Amid rumors that Rochas designer Marco Zanini would be appointed to helm Schiaparelli’s re-launch comes more news about the revival of the brand: French designer Christian Lacroix has been tapped to create a 15-piece couture collection as a “one-time tribute to Elsa Schiaparelli,” writes The New York Times’s Suzy Menkes.
Lacroix has been missing from the design circuit since 2009, when his namesake label -- once famous for its flair for fine prints and Edwardian-era romance -- faced liquidation. He’s since channeled his colorful talents towards designing a paper goods line and creating costumes for ballet repertoires across Europe.
Lacroix was careful to tell Menkes of his Schiaparelli project: “It is not a return to fashion.
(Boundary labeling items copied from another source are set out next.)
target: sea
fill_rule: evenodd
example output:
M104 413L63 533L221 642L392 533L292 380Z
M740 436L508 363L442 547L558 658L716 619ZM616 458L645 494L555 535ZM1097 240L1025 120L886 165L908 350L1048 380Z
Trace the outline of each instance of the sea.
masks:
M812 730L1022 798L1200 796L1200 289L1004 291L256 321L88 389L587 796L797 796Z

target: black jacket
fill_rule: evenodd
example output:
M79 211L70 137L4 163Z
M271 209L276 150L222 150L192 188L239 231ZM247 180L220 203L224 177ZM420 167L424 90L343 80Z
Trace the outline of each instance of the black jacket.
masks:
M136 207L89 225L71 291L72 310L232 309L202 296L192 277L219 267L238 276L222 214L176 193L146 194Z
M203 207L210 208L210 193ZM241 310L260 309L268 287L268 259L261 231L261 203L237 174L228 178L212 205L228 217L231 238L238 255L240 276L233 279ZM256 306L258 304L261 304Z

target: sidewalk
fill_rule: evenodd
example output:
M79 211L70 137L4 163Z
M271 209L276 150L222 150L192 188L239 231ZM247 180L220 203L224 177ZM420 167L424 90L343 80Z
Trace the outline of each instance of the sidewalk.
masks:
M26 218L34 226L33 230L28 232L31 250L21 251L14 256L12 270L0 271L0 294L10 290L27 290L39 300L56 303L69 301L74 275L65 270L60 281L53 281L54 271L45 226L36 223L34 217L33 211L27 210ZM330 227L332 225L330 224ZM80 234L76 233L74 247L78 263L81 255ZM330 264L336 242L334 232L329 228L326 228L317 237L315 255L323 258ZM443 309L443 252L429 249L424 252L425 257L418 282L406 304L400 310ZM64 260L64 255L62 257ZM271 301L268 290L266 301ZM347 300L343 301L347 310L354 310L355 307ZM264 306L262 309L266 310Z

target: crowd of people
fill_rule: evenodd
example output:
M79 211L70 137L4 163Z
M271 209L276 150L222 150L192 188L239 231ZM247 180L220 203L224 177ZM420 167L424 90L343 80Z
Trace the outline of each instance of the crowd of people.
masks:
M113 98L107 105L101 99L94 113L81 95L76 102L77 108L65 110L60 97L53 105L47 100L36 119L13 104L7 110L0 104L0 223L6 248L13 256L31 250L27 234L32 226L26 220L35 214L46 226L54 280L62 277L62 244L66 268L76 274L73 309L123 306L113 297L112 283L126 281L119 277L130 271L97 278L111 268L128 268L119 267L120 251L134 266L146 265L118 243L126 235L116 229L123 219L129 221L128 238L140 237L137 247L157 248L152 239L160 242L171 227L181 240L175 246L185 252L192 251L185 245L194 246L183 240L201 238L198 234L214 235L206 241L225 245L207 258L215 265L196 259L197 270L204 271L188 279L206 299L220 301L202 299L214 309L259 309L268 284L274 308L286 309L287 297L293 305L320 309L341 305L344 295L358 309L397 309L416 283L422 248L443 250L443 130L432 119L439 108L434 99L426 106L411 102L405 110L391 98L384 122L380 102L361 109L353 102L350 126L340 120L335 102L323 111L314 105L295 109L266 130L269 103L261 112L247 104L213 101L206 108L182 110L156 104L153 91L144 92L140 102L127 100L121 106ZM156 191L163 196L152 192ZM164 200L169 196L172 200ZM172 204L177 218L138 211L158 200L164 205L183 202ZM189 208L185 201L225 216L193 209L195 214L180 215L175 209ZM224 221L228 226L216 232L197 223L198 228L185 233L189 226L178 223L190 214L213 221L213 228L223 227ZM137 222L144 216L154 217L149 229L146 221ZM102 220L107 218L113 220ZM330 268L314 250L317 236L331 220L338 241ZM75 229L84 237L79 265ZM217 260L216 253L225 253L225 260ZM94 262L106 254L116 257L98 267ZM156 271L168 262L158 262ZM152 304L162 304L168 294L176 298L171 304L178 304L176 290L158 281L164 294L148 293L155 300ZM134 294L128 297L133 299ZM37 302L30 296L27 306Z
I am not going to be at the heart of the house, nor will I give a catwalk show. It is simply the idea of revisiting her collections.” Menkes’s colleague Cathy Horyn reports that Lacroix will debut the collection on July 15 during Paris’s Haute Couture Fashion Week.
Schiaparelli’s owner, Tod’s magnate Diego Della Valle (who purchased the dormant brand in 2006), says that Lacroix’s couture installment is, in Menkes’s words, “part of a three-step process involving different designers.” Though more details were not provided, the collaborative program seems to mimic Versace’s new concept for Versus, which employs a new guest designer every few seasons. Menkes writes that Della Valle feels that “using a variety of designers rather than one ‘name’ is part of a general view today that it is the brand, not the person who interprets it, that is king.” However, announcement of an umbrella artistic director and accessories designer are expected soon.
In the meantime, Lacroix has already offered a glimpse of his concept for the Schiaparelli collection: “I am fascinated most of all by what people talk of least when they speak of her work. It is brought down too a caricature, forgetting her eccentricity, her innovative fabrics, even a certain sense of purity. That is what I want to find again.”